Environment groups call on Duterte to end coal projects

fight vs coal
FIGHT VS COAL. Former Batangas City Councilor Kristine Balmes shared insights during the forum together with representatives of Piglas Pilipinas, on the struggles of fighting coal operations. Photo by AC Dimatatac

Piglas Pilipinas renew their calls to stop the proposed coal-fired power plant expansion project of JG Summit Holdings from 300-MW to 600-MW in Batangas

MANILA, Philippines (July 17, 2016) — Climate advocates are asking the Duterte administration to ban new coal-fired power projects and instead prioritize the national energy policy review that was launched by the Climate Change Commission (CCC) last month. 

Member groups of Piglas Pilipinas, a nationwide campaign for the Philippines to break free from fossil fuels, renewed their calls in light of the proposed coal-fired power plant expansion project of JG Summit Holdings from 300-MW to 600-MW in Batangas. The JG Summit is a holding company of the Gokongwei Group.

In the forum “Prospects for the Fight Against Dirty Energy Under the Duterte Administration,” they shared insights on the current anti-coal struggle in the Philippines.

Former Batangas City Councilor Kristine Balmes, who is also a member of the Lipa Archdiocesan Ministry for the Environment (AMEn), underlined the efforts of different sectors, including the Roman Catholic Church, in the ongoing struggles against coal projects.

“In Batangas City, a recent decision by the City Council has allowed the construction of a 600-megawatt coal plant near the Verde Island Passage, a center of marine biodiversity in the country and the world,” Balmes said.

“Despite this, the community as well as people from civil society and the Church, continue to be vigilant in its opposition against the project and has recently found an ally with the provincial governor who has vowed to oppose the project,” she said.

Meanwhile, Ian Rivera of Philippine Movement for Climate Justice (PMCJ) noted that while there are 29 proposed power plants adding to the 15 already existing in the country, a number of significant developments have been achieved by the anti-coal resistance in the country.

The groups under Piglas Pilipinas are also hopeful that Environment Secretary Gina Lopez, being a pro-renewable energy advocate, will take action. The group calls on Lopez to support the direction of the CCC to subject coal projects for review under the new administration.

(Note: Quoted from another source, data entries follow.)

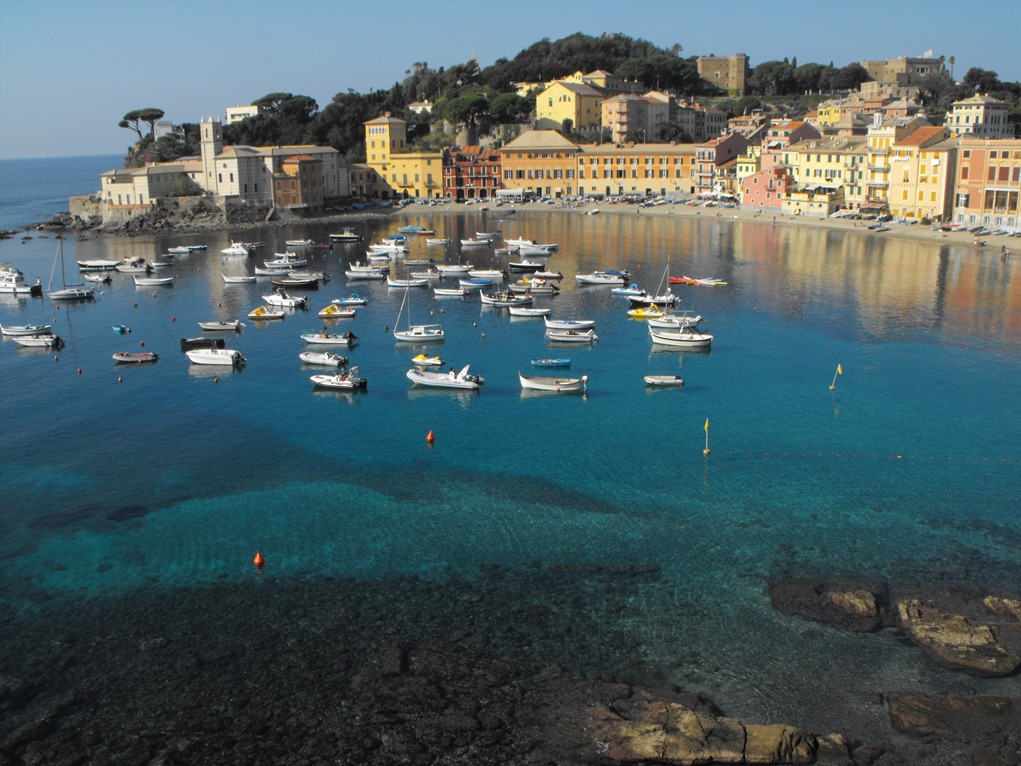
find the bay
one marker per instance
(164, 477)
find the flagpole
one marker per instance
(838, 372)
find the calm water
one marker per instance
(162, 477)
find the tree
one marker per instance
(148, 115)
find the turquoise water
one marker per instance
(162, 477)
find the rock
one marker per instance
(669, 732)
(964, 643)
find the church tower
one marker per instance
(211, 142)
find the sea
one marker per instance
(858, 404)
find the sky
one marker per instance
(69, 70)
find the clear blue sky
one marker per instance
(70, 69)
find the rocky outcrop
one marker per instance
(671, 732)
(979, 643)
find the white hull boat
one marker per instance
(551, 384)
(216, 356)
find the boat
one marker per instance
(462, 380)
(569, 324)
(606, 277)
(556, 385)
(525, 266)
(335, 310)
(66, 292)
(296, 283)
(237, 248)
(26, 330)
(520, 310)
(12, 282)
(348, 381)
(664, 380)
(187, 343)
(39, 341)
(392, 282)
(423, 361)
(153, 281)
(216, 356)
(96, 266)
(415, 333)
(281, 298)
(233, 326)
(572, 336)
(506, 298)
(324, 358)
(134, 265)
(352, 299)
(139, 357)
(324, 337)
(650, 312)
(346, 235)
(682, 338)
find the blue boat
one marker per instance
(550, 363)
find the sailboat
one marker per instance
(67, 292)
(662, 297)
(415, 333)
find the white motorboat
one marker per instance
(282, 298)
(324, 358)
(335, 310)
(264, 314)
(415, 333)
(572, 336)
(223, 327)
(326, 338)
(66, 292)
(569, 324)
(348, 381)
(26, 330)
(463, 380)
(237, 248)
(552, 384)
(39, 341)
(518, 310)
(216, 356)
(664, 380)
(153, 281)
(681, 338)
(12, 282)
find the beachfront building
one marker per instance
(471, 173)
(664, 170)
(988, 182)
(982, 116)
(399, 173)
(922, 174)
(716, 164)
(540, 163)
(729, 74)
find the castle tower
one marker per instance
(211, 143)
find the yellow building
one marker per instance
(398, 172)
(568, 100)
(922, 174)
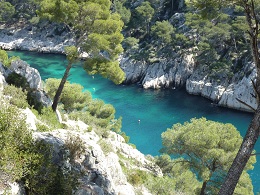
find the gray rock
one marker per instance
(2, 78)
(162, 74)
(46, 37)
(31, 74)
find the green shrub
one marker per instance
(17, 80)
(19, 157)
(105, 146)
(137, 177)
(49, 118)
(75, 145)
(18, 97)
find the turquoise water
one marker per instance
(157, 110)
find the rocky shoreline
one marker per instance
(180, 71)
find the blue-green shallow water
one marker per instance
(157, 110)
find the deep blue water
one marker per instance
(157, 110)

Private power generating companies have been moving to construct coal-fired power plants and expanding existing ones in many areas in Luzon, Visayas and Mindanao in the last 10-years.

In Iloilo alone, two new coal plants had become operational in 2010 and another one this 2016. All of these existing plants are up for expansion.

In Barangay Ingore in La Paz, Iloilo City, Panay Energy Development Corp. (PEDC) – a subsidiary of Global Business Power Corp. (GBPC) by tycoon George Ty of the Metrobank Group – will start the operation of its additional 150-MW from its existing 164-MW coal-fired power plant this July.

On the other hand, another coal-fired power plant in Iloilo Province has also become operational June this year.

Palm Concepcion Power Corp. (PCPC) has started operating its 135-MW coal plant located in Barangay Puntalis in the municipality of Concepcion.

PCPC is set to generate a combined capacity of 405-MW of coal. It is set to expand by adding two more generating plants at 135-MW capacity, each as part of its three phase plan for Iloilo.

The PCPC is a product of a joint venture between Jin Navitas Resource Inc. of the Rebisco Group and Palm Thermal Consolidated Holdings Corp., an owned subsidiary by A. Brown Company Inc. – a publicly listed company engaged in power generation and renewable energy, agribusiness and real estate.

Both coal-fired power plant constructions in Iloilo City and Concepcion were met with strong opposition from local environment groups, non-government organizations and faith based institutions, yet it was able to proceed after provincial and national leaders approved the projects.